# Do you RC?



## LRSbm146 (Jan 17, 2022)

After talking to a couple members here, I noticed RC come up in conversation more than once. 
What kind of RC stuff does everyone play with?
I started with rockets and control line planes in school. That eventually led to nitro helis and as battery technology progressed, electric helis. My long range vision is terrible so I’ve been building and flying fpv drones. 
Plus a couple of nitro monster trucks in there somewhere


----------



## deleted_user (Jan 17, 2022)

I too started with control line planes.  Dabbled in everything except drones.

I have plans for steam tug, and electric working fireboat Wm Lyon Mackenzie King


----------



## LRSbm146 (Jan 17, 2022)

@TorontoBuilder flying fpv has been a lot of fun. And just to clarify these are NOT the picture taking, spy on your neighbors kind of drones. 
I’ll never legally fly a manned aircraft and this is probably as close as it gets while staying on the ground. Flying circuits with fixed wing and helis was getting too hard to see... loosing orientation or just plain loosing it in the sky. That’s getting a little dangerous


----------



## deleted_user (Jan 17, 2022)

LRSbm146 said:


> @TorontoBuilder flying fpv has been a lot of fun. And just to clarify these are NOT the picture taking, spy on your neighbors kind of drones.
> I’ll never legally fly a manned aircraft and this is probably as close as it gets while staying on the ground. Flying circuits with fixed wing and helis was getting too hard to see... loosing orientation or just plain loosing it in the sky. That’s getting a little dangerous



I know I have considered a drone in the past, but haven't gotten around to them yet. I use a kite for aerial photography still but I'd love to have real time video view.


----------



## PeterT (Jan 17, 2022)

Guilty as charged. Pattern (aerobatics), Pylon racing (Q40/Q500 methanol & electric F5D), bit of E-heli dabbling in my confused years haha. Actually I really liked heli's & was comfortable with left stick collective, but switching back & forth was fragmenting my airplane throttle DNA. So felt I had to choose one or the other or else just a matter of time before something expensive got buried deep in the dirt. Past couple years I got into F5J/ALES soaring ~4m moldie ships chasing 'the invisible stuff' (thermals). I've found the man-vs-nature stuff quite challenging & often humbling. Last season I dabbled in DLG (Discus Launch Gliders) to compliment the soaring thing which I've quite enjoyed. Other than launching them is physical & my not-so-great shoulder lets me know. This is probably the first year in many I haven't had a winter build project on the go, but part of that is trying staying focused on the radial.


----------



## neer724 (Jan 18, 2022)

My dad got my brother and I started off with line control in the late 70's, then we moved to RC planes in the early 80s.  Then 1/10 off-road racing in the mid-late 80s.  Then switched to racing r/c boats (outrigger hydros) in the mid 90s.  We actually won the 11cc world championships in 97and finished top 3 in many US regional and national events.  We - being my brother and I.  After I got married in 2003 no more r/c 

Racing the hydros introduced to metal working.  We setup a small machine shop in my moms basement.  We started off with a Taig mini lathe - really pushed this poor machine to the max.  Then we found a Emco Compact 5 - great little machine.  We also found a busy bee benchtop milling machine (circa late 80's / early 90s).  Having a real milling machine opened up whole new possibilities.   We made all kinds of parts, modified engines, etc.  I remember one of projects was balancing a 90 crankshaft - had to drill to holes for tungsten plugs in a hardened crankshaft.   When my brother moved to the US he ended up taking these machines with him.
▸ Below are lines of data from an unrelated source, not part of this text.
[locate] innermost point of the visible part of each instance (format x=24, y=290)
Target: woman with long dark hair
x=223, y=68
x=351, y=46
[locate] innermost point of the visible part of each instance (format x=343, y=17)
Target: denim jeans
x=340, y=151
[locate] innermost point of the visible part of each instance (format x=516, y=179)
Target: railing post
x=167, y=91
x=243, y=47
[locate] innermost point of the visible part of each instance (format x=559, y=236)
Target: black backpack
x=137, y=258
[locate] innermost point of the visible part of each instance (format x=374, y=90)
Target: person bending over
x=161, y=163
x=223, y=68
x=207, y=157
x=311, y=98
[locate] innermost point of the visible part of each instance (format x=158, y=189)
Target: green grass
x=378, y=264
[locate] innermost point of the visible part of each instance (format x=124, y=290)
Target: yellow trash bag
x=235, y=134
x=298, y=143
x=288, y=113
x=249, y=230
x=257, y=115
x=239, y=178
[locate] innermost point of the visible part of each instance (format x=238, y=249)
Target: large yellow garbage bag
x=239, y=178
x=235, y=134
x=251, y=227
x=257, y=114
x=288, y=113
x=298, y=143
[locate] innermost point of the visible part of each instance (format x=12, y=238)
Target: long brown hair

Always wanted to get a metal lathe again as they are so damn useful.  I was lucky to find a Myford ML7 last year and a CX605 mini-mill a few months later.  At first I thought the 605 was toy, but it is actually quite capable if you only take off small amounts.  Hoping to upgrade to a bigger machine if one pops up.  The Myford was a wonderful project over the past year.  My son and I stripped it down completely and cleaned it up and, repainted it and reassembled it.  Amazing how well a 55 year machine works. I was going to get an off-shore lathe but after some research an old lathe is still better than a new one.
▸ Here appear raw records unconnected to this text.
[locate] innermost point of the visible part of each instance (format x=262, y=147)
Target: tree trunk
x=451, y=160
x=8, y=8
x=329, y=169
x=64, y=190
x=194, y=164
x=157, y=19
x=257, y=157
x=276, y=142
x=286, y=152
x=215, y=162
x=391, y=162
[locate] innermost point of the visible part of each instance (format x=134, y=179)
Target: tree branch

The best part of setting up the new machine shop is my 15 year old son as really taken a huge interest in machining.  He took grade 10 metal shop this year and absolutely loves it.  I have to brag a bit - he is actually got 100% so far.  One of his side projects was a tap follower with a MT2 taper which blew is teacher away! 

My wife on the other hand is not too thrilled with all the swarf coming up from the basement 

Sorry to ramble on....but yes was into R/C


----------



## CWelkie (Jan 18, 2022)

Another one here ... seriously into RC aircraft from the early 70's until about 5/6 years ago. Before that, control line and free flight.  (Think I've still got a couple of RIngmasters hanging in the garage.) My time and attention slowly shifted more towards machining projects.  Flying had always been something done to just complete a project and I found myself disillusioned with the hobby as ready-to-fly stuff became mainstream.  Not that there's anything inherently wrong with that approach ... it's just not for me. (Full disclosure - I've had a few ARFs in my day as well.) 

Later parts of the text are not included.